Re: Christmas for Kats...

From: chance <chance_at_unix.infoserve.net>
Date: Mon, 15 Jan 1996 07:17:08 -0800

>At 09:15 PM 1/11/96 EST, you wrote:
>>Christmas?? Hmmmm . . .
>>I spend WAY too much time thinking (more like daydreaming),
>
>Let's face it. I daydream about the SWAT Kats every class period, evey
>night, and every week end. This is my third year, so far. Because of this, I
>consider myself an extremist, unless you daydream 24 hours a day?

Hey, there's nothing wrong with daydreaming.
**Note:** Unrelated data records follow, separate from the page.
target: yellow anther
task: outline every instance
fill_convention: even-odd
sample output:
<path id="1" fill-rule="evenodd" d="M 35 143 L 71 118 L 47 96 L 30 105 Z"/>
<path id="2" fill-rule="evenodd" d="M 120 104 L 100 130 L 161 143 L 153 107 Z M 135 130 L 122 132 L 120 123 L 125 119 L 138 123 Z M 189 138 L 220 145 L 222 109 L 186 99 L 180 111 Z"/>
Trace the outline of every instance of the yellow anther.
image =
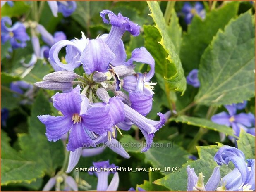
<path id="1" fill-rule="evenodd" d="M 231 116 L 231 117 L 230 118 L 229 120 L 230 122 L 231 123 L 234 121 L 235 119 L 234 117 L 234 116 Z"/>
<path id="2" fill-rule="evenodd" d="M 73 124 L 74 125 L 76 123 L 78 123 L 81 122 L 82 117 L 79 115 L 79 114 L 75 113 L 73 114 L 72 116 L 72 121 L 74 122 Z"/>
Personally, I usually find myself doing
something horrifically boring on a daily basis to afford all those little luxuries like rent, cable
and our Government - but daydreaming appears to be more than an effective combatant.
Actually, daydreaming during one's job shows that one's imagination hasn't atrophied to the
point it doesn't work anymore - like so many others I went to school with who are now
fascinated with the 1.2 kids, minivan in the driveway, RRSP's and Blue-Chip investments.

Also, aside from having gone through all the hoops to get work in the industry, professional
cartoon writers of any stripe differ very little from those of us using *our* imaginations for
fanfic. The principle is exactly the same, only they have agents and paycheques, and more
money to go toy shopping (true...a few I know to varying degrees visit "Toys R Us" more
than the average kid!). Most adults who watch cartoons wind up the subject of derision
when they mention the fact to friends or workmates, yet the same yardstick doesn't apply
equally to those who create them? Math ain't my subject, but that's an inequity of mammoth
proportions.

Not too many cartoons nowadays can ignite imaginations like Kats - both in terms of viewers
and creators - and it's rather sad that the ranks of the imagination-less are the ones that hold
the keys to the Turbokat. When I get folks looking at me sideways for simply seeing something
in an animated project that they themselves could not, I just feel sorry for them - and hope that
someday they'll be able to daydream again.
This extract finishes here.